Бабушка говорила, что негоже есть, как будто прибыла с голодного края. Правильно воспитанные девушки едят аккуратно и сдержано. Но я ничего не могла с собой поделать. Голод одержал верх над воспитанностью. Аромат, поднимающийся от золотистого супа, оказался настолько восхитителен, что я невольно прикрыла глаза и вдохнула его с наслаждением. «Хвала всем Богам!» — возопила молчавшая до этого момента Мира. — «Наконец-то нормальная еда!» «Мира!» — мысленно возмутилась я. — «Ты не из трущоб выползла! И давай спокойнее. Неприлично жрать как свинья!» «Меняю стыд на харчи», — парировала Душа. — «И, вообще, ни воспитание, ни совесть нас ни разу не накормили. Так что не мешай наслаждаться едой».

Когда тарелка незаметно опустела, а желудок наполнился приятной, тёплой тяжестью, стало стыдно за собственную несдержанность, словно я ела руками, да ещё и размазывала остатки еды по лицу. Я исподтишка покосилась на ведьмолова. Но тот по-прежнему сидел, уткнувшись носом в папку.

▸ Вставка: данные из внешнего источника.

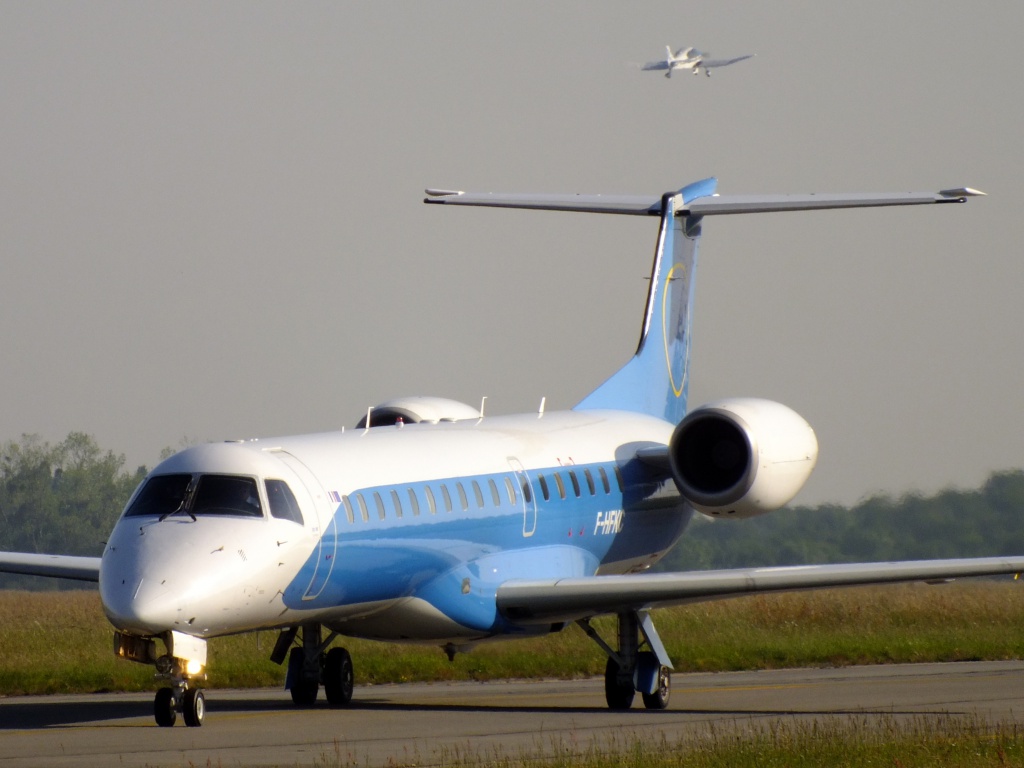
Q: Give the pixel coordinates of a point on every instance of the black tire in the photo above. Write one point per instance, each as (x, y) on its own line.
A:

В столовую бесшумно скользнул Тихон. Окинул взглядом нетронутый суп и заворчал:

— Опять, батюшка, капризничать удумали? Нешто решили себя голодом извести?

Риваан посмотрел на домового поверх папки с таким видом, будто мебель осмелилась заговорить. Тот недовольно качнул головой и сгрёб тарелки.

— Чай подавай, — отмахнулся ведьмолов и снова уткнулся в бумаги.

Вскоре на столе стоял пузатый белый чайник и две изящные фарфоровые чашки с голубой росписью. К ним подали воздушные пирожные и даманскую пастилу. Молчаливый обед перерос в чаепитие, сопровождаемое беседой. Как и полагается по всем правилам.

— Давно ли вы в Пересвете? — весьма по-светски обратился ко мне Риваан. Он положил папку справа от блюдца и теперь, откинувшись на спинку стула, потягивал чай.

— Три недели, — ответила я, стараясь не вспоминать о том, как прошли эти три недели. — Я приехала из Роднивича, что неподалёку от Южного Вала.

Он кивнул, будто бывал в том городе.

— Но ваше произношение не как у южан. Похоже, но всё же отличается.

— Я родом из Привосточного края. Моя семья давно переехала в Роднивич. Я не помню родины, но тем не менее отличаюсь от местных… Впрочем, не только от них, — сдержанно добавила я, и тотчас опомнилась: — Странно, что вы не спросил как меня зовут.

Ведьмолов усмехнулся, раскрыл папку и зачитал:

— «Ладамира ауф Вальд, тридцати лет, уроженка города Вышнегорска, Привосточного края. С трёх лет проживала в городе Роднивич, Южновальского уезда. Является ведьмой-двоедушником. Впервые способности проявили себя в возрасте семи лет. С одиннадцати лет находилась на попечении бабушки по отцовской линии, Агны ауф Вальд. В четырнадцать успешно сдала экзамены по истории искусств и литературному делу, в связи с чем была принята на кафедру Истории искусств и Искусствоведения в Столичную Академию Истории и Философии в Пересвет Мирском…» Мне продолжать? — мне показалось, что в ровном голосе проскользнула издёвка.